Big Freedia knows a thing or two about twerking — last fall she helped set the Guinness World Record for the most people twerking simultaneously. This month, she has even more reasons to get on the dancefloor and celebrate: Her new album, Just Be Free, comes out today, and the second season of her Fuse TV reality show, Big Freedia: Queen of Bounce, kicked off last week.
As an ambassador for New Orleans bounce music, Big Freedia hasn’t been thrilled with how the recent attention surrounding twerking watered down and misrepresented a dance tradition with decades of history. So TIME asked Big Freedia (who is a man but uses female pronouns when talking about her work as a performer) for an introduction to bounce vocab. The questions of when and if it’s okay to borrow from cultures that aren’t your own have been a hot topic in pop music for the past year, but Freedia says she’s happy to share as long as you get it right. “I definitely want it to spread and make everyone aware of it,” Freedia says. “If you’re interested, definitely dig in.”
bounce: The kind of music Big Freedia makes. “Bounce music is uptempo, heavy bass, call and response,” she says. “It definitely has a lot to do with the ass-shaking. It’s New Orleans bass music.”
sissy bounce: File this one under terms not to use. “There’s no such thing as ‘sissy bounce,’” Freedia says of the term, which was created by a music writer, not New Orleans artists themselves. “We don’t separate it here in New Orleans at all. It’s just bounce music. Just because I’m a gay artist, they don’t have to put it in a category or label it. We have a lot of straight artists here, and they are offended by the term sissy bounce. We never did separate it here at home, and we don’t plan on it.”
twerking: “Twerking is definitely from New Orleans,” Freedia says. “We’ve been twerking for a long time and shaking our asses, but it’s a universal thing. There have been different people twerking all around the world. But New Orleans has definitely been in the lead for twerking or, as we call it here, p—y-popping. But we’ve definitely been doing it for the last 20 or 30 years.” The up-and-down butt-shaking move can be done in a number of ways — while squatting, while bent over, while against a wall. “It’s one dance move, but everyone has their own twist on it. Everyone has a different feeling of how they twerk.”
girl, down: “It can answer any term. You can ask me a question: ‘Did you eat today?’ ‘Girl, down.’ ‘That boy was cute!’ ‘Girl, down!’ ‘Ooh, she was fat.’ ‘Girl, down!’ It can be used for anything and everything.”

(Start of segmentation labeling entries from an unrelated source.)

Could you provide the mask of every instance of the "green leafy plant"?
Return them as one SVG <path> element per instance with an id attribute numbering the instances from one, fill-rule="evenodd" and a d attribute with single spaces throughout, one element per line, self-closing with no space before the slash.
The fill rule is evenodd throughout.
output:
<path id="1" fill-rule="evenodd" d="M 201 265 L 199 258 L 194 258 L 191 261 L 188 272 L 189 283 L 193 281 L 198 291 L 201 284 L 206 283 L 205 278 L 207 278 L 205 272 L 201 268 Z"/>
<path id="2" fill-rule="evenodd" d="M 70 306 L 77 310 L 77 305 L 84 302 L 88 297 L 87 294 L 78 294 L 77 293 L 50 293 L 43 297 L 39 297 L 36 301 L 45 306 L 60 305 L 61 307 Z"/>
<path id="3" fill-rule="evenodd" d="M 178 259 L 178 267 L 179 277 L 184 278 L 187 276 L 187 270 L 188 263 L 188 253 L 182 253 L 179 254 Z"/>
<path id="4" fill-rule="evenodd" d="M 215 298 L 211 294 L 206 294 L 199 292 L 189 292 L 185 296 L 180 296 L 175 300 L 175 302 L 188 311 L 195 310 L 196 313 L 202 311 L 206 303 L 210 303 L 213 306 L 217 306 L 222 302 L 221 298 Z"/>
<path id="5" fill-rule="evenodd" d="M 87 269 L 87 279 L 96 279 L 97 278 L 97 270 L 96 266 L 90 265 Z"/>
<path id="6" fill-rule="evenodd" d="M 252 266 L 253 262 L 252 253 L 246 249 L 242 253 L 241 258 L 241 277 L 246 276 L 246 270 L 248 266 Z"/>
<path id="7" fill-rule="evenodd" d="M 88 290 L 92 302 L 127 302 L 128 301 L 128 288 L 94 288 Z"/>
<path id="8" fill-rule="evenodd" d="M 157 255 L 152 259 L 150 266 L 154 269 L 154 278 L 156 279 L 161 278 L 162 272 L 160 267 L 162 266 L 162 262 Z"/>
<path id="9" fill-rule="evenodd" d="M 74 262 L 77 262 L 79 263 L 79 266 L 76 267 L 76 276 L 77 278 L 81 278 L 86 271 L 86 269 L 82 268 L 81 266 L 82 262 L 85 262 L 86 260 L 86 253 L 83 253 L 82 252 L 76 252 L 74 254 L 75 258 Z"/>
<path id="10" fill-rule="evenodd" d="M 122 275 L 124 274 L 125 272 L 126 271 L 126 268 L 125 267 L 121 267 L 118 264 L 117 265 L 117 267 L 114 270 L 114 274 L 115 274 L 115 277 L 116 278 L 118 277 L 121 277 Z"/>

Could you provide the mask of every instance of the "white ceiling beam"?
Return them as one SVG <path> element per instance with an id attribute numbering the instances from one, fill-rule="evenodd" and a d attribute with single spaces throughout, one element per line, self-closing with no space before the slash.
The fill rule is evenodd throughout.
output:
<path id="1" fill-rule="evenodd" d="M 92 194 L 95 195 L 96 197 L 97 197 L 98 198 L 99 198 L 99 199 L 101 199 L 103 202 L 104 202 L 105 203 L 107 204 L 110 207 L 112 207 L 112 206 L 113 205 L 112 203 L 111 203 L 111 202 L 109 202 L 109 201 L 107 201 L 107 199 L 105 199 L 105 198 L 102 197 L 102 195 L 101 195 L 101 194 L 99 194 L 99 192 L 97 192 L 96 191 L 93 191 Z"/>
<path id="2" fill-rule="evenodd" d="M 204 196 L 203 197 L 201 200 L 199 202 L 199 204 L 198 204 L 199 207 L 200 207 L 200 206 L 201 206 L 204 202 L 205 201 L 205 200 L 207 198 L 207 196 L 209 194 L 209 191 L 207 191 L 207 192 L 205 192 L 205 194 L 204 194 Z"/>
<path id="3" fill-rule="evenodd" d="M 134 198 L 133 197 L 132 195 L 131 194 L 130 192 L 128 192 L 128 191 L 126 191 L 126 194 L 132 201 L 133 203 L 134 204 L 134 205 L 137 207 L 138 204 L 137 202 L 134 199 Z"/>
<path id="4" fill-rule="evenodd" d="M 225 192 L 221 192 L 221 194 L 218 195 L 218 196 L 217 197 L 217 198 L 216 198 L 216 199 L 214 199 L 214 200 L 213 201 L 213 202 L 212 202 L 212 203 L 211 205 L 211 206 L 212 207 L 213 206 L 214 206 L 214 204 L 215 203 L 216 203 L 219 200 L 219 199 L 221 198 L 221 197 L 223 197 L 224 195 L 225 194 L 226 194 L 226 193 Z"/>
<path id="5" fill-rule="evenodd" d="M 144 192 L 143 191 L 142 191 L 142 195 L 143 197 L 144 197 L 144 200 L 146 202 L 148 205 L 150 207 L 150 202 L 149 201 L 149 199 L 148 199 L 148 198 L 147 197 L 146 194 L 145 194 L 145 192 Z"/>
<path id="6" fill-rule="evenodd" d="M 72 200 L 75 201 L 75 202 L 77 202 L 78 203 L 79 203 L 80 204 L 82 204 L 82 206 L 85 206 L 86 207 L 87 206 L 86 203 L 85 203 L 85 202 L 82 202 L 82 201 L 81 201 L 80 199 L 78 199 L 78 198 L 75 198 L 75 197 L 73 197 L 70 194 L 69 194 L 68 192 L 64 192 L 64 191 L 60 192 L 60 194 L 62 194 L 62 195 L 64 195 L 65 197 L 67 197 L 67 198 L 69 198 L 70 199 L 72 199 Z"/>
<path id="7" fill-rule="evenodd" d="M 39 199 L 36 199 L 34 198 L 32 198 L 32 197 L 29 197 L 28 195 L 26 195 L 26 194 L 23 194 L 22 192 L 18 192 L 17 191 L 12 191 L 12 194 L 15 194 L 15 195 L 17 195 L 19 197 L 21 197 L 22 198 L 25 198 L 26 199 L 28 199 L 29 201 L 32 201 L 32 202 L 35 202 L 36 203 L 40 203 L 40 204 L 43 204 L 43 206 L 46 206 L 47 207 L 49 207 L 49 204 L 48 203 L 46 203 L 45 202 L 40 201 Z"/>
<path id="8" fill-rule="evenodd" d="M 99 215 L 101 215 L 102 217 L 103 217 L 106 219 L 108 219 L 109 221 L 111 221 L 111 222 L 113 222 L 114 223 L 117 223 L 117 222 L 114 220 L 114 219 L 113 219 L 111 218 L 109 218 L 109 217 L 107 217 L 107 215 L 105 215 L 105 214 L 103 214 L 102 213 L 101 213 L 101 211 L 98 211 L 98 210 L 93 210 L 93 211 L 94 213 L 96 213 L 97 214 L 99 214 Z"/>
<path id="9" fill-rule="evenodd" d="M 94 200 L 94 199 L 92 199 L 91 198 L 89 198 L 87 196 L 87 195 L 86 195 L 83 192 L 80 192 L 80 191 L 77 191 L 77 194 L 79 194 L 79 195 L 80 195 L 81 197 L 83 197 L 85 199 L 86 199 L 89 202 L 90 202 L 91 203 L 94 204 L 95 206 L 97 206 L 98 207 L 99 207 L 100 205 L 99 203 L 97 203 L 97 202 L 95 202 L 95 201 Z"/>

release your wiggle: Something Big Freedia asks everyone to do on “Explode,” the lead single from Just Be Free. “It’s a move that everybody gets into,” Freedia explains. “We’re shaking, and we snap our fingers together. We use both hands to snap our fingers at the same time and kind of throw out our head, so it’s giving us this power to release our wiggle.” See the move in action in the song’s music video.
yaka/glocka: One of Big Freedia’s most recognizable calls to the dancefloor is yakayakayaka, which gets repeated often on a number of songs, including “Na Who Mad” and “Explode.” “Yaka is basically like glocka — when we’re shaking, we’re like, ‘Ooh, she’s glocka, she’s going hard,’” Freedia says. “Yaka is kind of the same. We use it for glocka. It’s a feeling of, ‘She’s getting some, she’s going hard, she’s going in.’ I usually come up with my own words to relate to some of the words we already use, but to change the concept of it. Yaka and glocka are kind of the same thing.”
duffy: Another one of Freedia’s creations. “Duffy is go hard or go home,” Freedia says. “It’s just a concept that I wanted to have when we’re doing different things. When me and my dancers go in, we usually go hard or we go home. We’re not here to play. We go duffy.”
ol’ lady: “It means that I’m his girlfriend, I’m his lady, I’m the First Lady,” Freedia says of the phrase, which she calls herself repeatedly in a Just Be Free song of the same name. “That’s the concept, me and my boyfriend. It’s who’s number one, no matter who comes after. Anybody can be the ol’ lady no matter what. They don’t have to actually be an ol’ lady. If they’re the person who that person go with, they are the ol’ lady.”
buku: A variation on the French word beaucoup, buku simply means “a lot.” “‘Oh, man they had buku food over there.’ ‘They had buku groceries.’ ‘They had buku people there,’” Freedia says. “It’s a word of New Orleans. People use it very often.”
diva-ish: Often pronounced dee-ver-ish and also associated with fellow bounce artist Katey Red. “This is one of our newest ones,” Big Freedia says. “We put a little ish on the diva, and it definitely still means diva, but it’s our own style of words to put a little twist on it. We’ll switch any word, flip it and make it our own. ‘Child, that was diva-ish.’ ‘Ooh, she was just diva-ish, girl, she just gave me life.’ We mix it up in so many ways.”